Como le dije estas cosas con voz animosa y rostro decidido, le devolví
grandemente el coraje y proseguimos nuestra tarea.
Por cierto que apenas habíamos advertido la partida de la segunda chalupa
rumbo a la costa convinimos en separar nuestros prisioneros y asegurarlos
convenientemente.
Dos de ellos, a quienes el capitán tenía menos confianza que al resto, fueron
llevados por Viernes y uno de los compañeros del capitán a la caverna que estaba
bastante lejos y oculta para ser descubierta, y tan pérdida entre los bosques que de
nada les habría valido a aquellos individuos escaparse de su prisión.

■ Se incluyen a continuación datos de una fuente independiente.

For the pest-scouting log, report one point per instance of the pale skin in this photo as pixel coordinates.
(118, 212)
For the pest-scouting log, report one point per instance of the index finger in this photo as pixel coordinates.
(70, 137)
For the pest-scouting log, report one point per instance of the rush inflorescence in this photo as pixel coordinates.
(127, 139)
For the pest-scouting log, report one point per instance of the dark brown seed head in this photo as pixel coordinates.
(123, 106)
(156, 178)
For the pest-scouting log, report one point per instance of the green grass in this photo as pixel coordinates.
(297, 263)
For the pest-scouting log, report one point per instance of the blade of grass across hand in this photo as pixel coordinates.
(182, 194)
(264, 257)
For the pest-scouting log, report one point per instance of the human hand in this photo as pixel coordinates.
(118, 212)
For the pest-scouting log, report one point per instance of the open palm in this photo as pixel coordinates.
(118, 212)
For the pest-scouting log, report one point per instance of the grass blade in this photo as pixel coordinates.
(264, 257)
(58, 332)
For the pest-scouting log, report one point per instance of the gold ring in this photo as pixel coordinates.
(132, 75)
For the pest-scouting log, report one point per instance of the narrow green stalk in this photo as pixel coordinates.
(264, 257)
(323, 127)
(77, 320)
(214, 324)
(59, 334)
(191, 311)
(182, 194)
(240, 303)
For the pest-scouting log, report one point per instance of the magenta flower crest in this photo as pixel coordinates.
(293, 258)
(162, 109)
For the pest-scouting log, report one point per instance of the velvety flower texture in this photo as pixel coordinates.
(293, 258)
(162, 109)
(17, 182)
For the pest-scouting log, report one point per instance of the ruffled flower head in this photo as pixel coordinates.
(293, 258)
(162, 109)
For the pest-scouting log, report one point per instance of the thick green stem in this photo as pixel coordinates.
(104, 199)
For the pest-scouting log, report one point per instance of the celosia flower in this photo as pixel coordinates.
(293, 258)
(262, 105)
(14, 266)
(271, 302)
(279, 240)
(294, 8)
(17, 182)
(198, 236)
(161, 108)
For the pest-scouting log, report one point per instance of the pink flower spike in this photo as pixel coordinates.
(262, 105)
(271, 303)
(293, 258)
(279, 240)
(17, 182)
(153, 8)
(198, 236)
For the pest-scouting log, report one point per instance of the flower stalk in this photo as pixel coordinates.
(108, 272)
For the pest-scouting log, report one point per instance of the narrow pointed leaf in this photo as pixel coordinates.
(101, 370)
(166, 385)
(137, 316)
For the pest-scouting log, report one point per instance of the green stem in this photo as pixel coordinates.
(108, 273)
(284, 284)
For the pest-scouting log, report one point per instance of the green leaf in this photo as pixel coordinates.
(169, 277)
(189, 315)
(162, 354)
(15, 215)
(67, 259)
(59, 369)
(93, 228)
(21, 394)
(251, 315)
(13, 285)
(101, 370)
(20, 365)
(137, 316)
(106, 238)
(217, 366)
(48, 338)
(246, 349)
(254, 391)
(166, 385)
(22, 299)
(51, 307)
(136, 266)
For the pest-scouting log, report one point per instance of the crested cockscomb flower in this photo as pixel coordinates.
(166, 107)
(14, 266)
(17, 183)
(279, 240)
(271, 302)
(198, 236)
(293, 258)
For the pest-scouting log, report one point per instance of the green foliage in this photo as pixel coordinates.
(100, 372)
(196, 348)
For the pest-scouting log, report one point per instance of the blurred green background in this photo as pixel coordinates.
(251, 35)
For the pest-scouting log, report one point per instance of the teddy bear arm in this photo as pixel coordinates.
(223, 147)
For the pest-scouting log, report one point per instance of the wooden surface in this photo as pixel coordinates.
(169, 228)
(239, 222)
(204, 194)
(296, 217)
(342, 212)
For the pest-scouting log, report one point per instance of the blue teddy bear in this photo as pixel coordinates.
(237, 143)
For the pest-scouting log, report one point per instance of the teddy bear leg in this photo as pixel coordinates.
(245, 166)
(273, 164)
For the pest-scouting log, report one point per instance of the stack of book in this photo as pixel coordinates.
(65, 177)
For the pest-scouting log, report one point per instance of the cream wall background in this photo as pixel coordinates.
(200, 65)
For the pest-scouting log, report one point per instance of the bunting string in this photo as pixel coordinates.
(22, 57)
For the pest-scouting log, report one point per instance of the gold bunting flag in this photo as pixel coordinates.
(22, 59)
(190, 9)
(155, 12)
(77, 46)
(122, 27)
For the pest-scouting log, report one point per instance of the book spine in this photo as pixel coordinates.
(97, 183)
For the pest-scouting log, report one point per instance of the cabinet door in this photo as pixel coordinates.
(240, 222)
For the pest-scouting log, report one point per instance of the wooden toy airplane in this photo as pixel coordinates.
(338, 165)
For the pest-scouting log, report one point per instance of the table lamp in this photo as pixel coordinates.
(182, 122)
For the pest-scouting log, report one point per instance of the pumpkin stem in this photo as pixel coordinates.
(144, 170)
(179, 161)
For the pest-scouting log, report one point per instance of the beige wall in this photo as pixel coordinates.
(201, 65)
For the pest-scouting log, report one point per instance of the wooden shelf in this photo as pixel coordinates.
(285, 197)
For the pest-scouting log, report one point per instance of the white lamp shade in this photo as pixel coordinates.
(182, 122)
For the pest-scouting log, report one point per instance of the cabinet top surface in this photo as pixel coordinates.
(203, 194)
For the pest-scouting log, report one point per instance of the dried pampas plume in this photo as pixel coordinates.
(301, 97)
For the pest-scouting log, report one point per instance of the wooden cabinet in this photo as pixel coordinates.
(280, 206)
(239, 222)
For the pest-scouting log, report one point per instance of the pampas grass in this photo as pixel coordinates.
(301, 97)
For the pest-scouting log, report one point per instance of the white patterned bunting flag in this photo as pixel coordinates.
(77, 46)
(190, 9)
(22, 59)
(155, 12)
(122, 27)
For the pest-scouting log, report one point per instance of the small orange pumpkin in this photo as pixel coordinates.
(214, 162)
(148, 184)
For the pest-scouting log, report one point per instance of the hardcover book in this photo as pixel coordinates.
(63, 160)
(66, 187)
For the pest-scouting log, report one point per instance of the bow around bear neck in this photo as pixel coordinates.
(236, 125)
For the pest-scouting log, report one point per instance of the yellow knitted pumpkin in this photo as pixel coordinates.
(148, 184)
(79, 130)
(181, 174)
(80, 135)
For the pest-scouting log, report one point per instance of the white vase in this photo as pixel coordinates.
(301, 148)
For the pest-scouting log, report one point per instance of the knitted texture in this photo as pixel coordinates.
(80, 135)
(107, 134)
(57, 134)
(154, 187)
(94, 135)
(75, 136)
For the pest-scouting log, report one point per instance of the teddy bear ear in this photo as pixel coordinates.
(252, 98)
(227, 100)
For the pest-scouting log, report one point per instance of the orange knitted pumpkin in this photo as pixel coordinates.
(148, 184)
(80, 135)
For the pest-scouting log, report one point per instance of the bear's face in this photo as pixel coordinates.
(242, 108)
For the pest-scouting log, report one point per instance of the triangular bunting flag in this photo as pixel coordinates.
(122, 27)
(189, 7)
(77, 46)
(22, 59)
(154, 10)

Allí los dejaron atados, pero con provisiones suficientes y la promesa de que si
se quedaban quietos recobrarían su libertad en un día o dos, pero que si pretendían
escaparse serían muertos sin lástima. Aseguraron reiteradamente que soportarían
con paciencia su prisión y se mostraron muy agradecidos de que les dejáramos
provisiones y luz, ya que Viernes les dio algunas de las velas hechas por nosotros a
fin de que lo pasaran mejor. Además, el marinero se quedó de centinela a la entrada
de la cueva, para mayor seguridad.
Los restantes prisioneros recibieron mejor trato. Dos de ellos, sin embargo,
siguieron atados, porque el capitán no sentía plena confianza a su respecto, pero los
otros fueron puestos a mis órdenes por recomendación de su amo y luego de haber
jurado solemnemente vivir y morir a nuestro lado. Con ellos, más los tres
rescatados por mí, éramos siete hombres bien armados y no me cabía duda de que
podríamos luchar con los diez sublevados que venían en la chalupa, máxime que
entre ellos el capitán había reconocido a tres o cuatro hombres honestos.

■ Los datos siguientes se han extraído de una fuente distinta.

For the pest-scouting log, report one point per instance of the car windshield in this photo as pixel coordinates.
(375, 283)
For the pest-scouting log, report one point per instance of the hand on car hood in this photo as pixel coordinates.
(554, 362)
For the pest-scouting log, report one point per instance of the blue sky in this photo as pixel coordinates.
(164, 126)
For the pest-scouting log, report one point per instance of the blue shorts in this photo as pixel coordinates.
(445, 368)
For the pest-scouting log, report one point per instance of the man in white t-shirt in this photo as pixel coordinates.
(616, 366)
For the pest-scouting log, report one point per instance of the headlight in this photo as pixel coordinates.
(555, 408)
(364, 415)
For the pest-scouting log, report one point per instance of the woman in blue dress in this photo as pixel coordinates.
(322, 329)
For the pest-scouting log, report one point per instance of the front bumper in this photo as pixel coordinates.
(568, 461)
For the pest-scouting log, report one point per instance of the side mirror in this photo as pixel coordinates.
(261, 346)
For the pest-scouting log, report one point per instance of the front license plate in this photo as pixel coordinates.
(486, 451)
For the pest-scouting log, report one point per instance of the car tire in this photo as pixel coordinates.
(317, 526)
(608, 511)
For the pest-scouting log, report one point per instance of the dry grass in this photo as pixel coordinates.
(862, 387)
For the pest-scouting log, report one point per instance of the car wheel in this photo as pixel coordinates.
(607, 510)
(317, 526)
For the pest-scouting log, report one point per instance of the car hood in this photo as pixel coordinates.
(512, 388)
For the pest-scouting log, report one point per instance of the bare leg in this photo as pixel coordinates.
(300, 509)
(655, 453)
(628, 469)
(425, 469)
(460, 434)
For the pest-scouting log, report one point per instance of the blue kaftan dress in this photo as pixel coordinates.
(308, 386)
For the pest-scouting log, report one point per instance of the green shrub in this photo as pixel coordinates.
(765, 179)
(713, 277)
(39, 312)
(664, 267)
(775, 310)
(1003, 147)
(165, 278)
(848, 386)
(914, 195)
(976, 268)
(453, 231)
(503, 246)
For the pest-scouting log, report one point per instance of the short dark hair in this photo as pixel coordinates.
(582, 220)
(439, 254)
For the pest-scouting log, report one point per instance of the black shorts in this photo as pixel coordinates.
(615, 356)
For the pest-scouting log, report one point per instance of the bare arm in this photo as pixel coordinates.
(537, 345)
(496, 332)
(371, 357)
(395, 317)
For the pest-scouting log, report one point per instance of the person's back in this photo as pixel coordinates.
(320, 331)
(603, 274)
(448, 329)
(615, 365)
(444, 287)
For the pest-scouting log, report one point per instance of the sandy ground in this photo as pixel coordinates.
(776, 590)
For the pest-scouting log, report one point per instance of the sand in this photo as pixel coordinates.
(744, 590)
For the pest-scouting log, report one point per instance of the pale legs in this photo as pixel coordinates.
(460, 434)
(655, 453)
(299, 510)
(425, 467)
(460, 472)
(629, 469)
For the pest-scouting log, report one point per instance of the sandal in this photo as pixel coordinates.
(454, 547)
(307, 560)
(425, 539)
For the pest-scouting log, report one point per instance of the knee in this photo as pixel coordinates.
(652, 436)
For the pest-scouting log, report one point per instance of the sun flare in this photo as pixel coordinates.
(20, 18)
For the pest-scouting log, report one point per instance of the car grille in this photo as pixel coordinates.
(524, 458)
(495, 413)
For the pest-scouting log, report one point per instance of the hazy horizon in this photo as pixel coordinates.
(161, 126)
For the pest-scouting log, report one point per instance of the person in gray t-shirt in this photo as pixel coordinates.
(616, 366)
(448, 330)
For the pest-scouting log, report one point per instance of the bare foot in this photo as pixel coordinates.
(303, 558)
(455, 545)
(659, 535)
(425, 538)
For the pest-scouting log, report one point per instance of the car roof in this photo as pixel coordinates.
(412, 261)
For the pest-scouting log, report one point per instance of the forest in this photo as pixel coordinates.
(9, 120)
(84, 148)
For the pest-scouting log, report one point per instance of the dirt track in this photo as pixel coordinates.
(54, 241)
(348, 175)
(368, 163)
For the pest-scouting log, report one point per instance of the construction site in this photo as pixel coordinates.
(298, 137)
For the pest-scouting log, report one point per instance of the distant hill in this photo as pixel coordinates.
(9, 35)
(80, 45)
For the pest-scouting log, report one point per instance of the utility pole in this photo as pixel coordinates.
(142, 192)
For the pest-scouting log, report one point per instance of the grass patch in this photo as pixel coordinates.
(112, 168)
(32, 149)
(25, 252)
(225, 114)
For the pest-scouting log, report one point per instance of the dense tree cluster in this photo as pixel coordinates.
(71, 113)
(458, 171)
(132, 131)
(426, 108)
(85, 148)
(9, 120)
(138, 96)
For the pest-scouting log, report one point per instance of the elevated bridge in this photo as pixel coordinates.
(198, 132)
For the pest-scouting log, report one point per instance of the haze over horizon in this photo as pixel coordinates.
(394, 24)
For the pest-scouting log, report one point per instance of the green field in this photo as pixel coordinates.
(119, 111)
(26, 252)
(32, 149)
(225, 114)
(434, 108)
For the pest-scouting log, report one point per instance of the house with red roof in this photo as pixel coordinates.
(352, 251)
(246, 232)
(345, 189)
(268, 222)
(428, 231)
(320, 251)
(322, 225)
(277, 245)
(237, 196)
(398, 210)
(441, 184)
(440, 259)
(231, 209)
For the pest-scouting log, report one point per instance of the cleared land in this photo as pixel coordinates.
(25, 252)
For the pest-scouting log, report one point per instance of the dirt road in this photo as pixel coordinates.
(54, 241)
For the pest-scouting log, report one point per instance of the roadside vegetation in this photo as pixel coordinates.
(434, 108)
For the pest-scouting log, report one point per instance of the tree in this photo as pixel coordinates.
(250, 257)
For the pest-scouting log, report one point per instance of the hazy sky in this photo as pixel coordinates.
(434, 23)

Tan pronto como arribaron a la costa se apresuraron a varar la chalupa en la
playa y desembarcaron para remolcarla fuera del agua, lo que me alegró mucho
porque había temido que la dejaran anclada a cierta distancia de la costa, a cargo
de algunos hombres, cosa que nos hubiera impedido apoderarnos de la
embarcación.
Ya en tierra, lo primero que hicieron fue correr a la otra chalupa y es de
imaginarse la profunda sorpresa que tuvieron al encontrarla desmantelada y con un
enorme agujero en el fondo.
Luego de discutir un rato en torno a la chalupa se pusieron a dar grandes
gritos, repitiéndolos con todas sus fuerzas para llamar la atención de sus perdidos
compañeros. Como no obtuvieran respuesta alguna se reunieron en círculo y
dispararon al aire sus armas, cosa que oímos perfectamente y que los bosques
repitieron como un eco. Pero tampoco les sirvió la descarga, ya que los prisioneros
en la caverna no podían escucharla, y aquellos en nuestro poder, aunque la oyeron,
no se hubieran atrevido a contestarla.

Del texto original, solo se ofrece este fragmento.